Even that small amount, though, can be deployed to enhance rather than damage the land. Two UK researchers wrote in The Conversation:
Our team’s research on solar farms across the UK shows that these energy facilities can boost local pollinator populations and enhance pollination services to adjacent crops. For instance, managing solar farms as wildflower meadows can benefit bumblebee foraging and nesting, while larger solar farms can increase pollinator densities in surrounding landscapes compared to smaller sites managed as turf grass.
They further emphasize that solar farms need to be thoughtfully built and located, based on research: “one common theme that emerges from most studies is the importance of locating, designing and managing solar farms in a nature-friendly way.”
Another way to create thoughtful land-use with solar farms: sheep grazing. One rancher in Texas, JR Howard, is now renting out over 10,000 sheep to graze underneath solar farms. The sheep love the shade, and they benefit the land by leaving their manure. No fossil-fuel-powered machines are needed to keep the vegetation managed under the panels. Howard sells the meat from the males, but he’s keeping the females right now to expand his herd, because his sheep-under-solar services are in huge demand.

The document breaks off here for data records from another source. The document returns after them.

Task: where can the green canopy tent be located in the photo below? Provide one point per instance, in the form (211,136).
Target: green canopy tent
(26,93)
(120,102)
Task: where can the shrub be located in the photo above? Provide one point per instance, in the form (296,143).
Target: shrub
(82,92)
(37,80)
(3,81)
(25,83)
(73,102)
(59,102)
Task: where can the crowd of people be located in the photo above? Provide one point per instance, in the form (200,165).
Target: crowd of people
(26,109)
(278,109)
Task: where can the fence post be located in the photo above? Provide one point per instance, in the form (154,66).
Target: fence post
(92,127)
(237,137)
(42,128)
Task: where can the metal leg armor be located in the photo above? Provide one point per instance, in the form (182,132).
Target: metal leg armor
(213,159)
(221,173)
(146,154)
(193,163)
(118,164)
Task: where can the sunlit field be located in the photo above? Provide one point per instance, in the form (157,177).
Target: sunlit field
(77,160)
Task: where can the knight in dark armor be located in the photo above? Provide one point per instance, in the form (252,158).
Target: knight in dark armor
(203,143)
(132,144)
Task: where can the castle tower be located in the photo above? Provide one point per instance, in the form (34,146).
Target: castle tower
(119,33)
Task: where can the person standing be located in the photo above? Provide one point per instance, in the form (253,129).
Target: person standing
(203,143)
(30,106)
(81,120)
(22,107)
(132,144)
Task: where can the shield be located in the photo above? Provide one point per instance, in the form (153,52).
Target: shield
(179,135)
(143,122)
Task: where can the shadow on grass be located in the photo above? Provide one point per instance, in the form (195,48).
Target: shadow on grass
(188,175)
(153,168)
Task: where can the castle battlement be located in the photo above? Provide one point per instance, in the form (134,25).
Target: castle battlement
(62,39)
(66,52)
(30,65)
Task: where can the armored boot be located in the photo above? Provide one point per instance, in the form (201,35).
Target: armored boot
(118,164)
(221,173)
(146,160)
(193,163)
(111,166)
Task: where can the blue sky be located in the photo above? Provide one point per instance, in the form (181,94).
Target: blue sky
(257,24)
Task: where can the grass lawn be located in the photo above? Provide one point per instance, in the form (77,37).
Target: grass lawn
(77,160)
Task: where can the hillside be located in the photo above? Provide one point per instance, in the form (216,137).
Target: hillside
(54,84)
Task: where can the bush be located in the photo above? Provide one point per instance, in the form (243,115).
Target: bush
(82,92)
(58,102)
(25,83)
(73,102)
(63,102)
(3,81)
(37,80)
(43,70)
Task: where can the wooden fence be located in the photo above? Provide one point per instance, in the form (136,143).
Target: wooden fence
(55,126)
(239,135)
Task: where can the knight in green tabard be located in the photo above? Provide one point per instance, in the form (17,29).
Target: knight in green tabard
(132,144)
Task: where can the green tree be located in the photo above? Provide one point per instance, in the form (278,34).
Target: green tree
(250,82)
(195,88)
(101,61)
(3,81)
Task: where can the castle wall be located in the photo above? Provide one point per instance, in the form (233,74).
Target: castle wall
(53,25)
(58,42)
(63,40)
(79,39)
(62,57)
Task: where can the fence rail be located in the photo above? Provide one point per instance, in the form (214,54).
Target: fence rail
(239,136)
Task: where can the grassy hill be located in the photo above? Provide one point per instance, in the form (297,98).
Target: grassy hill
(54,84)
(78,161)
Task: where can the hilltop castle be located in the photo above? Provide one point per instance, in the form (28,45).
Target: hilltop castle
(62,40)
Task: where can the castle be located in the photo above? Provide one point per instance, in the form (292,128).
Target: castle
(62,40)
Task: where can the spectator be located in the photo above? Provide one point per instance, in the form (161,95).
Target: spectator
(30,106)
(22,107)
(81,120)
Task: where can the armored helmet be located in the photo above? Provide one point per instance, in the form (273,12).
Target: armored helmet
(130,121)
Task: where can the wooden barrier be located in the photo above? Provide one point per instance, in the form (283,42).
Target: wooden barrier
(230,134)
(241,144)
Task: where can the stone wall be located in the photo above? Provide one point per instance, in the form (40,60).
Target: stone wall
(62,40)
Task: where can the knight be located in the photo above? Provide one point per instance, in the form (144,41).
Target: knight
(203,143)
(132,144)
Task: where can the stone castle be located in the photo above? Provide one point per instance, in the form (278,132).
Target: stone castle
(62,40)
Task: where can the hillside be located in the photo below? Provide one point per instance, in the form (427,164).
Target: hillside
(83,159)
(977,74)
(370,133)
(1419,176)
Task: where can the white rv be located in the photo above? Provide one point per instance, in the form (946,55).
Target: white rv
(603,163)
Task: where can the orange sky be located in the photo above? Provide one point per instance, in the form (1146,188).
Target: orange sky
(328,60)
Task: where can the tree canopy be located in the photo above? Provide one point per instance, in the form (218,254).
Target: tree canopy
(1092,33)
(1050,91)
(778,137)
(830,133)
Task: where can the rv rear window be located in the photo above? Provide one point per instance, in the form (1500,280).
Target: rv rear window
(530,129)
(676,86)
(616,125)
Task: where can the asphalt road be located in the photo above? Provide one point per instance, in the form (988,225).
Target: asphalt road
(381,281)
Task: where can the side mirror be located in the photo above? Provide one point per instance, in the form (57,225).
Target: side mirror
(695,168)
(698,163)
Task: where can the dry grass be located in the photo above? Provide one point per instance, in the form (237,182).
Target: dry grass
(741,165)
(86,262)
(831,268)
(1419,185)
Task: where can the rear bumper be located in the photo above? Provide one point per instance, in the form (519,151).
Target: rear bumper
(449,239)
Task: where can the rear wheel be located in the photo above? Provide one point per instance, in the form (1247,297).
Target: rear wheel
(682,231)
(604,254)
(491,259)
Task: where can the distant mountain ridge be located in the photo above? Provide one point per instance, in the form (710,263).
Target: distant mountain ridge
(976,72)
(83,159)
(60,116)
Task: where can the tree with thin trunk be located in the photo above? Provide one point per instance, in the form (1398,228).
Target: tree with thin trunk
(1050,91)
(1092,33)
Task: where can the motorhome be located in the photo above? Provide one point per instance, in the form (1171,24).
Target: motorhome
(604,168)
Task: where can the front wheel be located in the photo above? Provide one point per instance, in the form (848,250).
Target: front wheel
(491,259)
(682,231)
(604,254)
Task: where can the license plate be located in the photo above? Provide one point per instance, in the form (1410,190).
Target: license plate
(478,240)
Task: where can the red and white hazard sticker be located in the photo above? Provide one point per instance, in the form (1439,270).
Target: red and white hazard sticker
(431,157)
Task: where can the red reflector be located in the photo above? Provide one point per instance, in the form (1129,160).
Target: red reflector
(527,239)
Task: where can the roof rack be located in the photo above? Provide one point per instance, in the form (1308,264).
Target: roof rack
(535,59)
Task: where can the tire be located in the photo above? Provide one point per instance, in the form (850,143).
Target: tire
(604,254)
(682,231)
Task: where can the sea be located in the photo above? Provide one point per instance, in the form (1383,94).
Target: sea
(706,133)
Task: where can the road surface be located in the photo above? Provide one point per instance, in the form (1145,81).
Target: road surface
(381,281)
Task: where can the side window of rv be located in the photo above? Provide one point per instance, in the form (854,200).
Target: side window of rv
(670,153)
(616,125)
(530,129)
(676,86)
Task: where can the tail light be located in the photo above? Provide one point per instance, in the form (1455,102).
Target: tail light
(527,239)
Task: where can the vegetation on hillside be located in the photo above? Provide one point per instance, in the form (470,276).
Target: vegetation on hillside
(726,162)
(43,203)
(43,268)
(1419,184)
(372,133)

Image credit: Reagan Costa/Enel North America/canarymedia.com
The Wayback Machine
OK, we’re going waaaaaay back today. As summer ends, those of us on academic schedules tend to lament all the things we didn’t get done over the summer. All those ambitious plans we dreamed about in March? Yeah, we’re lucky if we checked off one or two, right? So as I wonder how on earth the summer went by this year with so little accomplished, I’ve been thinking about this old essay (well, it’s not really an essay) from 2012. In the spirit of academia-style assessment, I tried to quantify an answer to the question, “How was your summer?” The summer I wrote this, both my elderly parents had become quite ill at the same time, so despite the cheekiness of the piece, I knew exactly why it had been a less-than-fabulous summer. Sometimes we have to cope with what life sends our way, and do the best we can. I hope you enjoyed many moments worth savoring this summer (or, depending on where you live, the last few months!), however your “assessment” would officially pan out.
Do you believe me now that I can produce an endless supply of Lake Michigan shoreline photos?
Warm wishes to you as the seasons turn. Till next time, be well.
As always, bold emphasis in quotations is added unless otherwise indicated.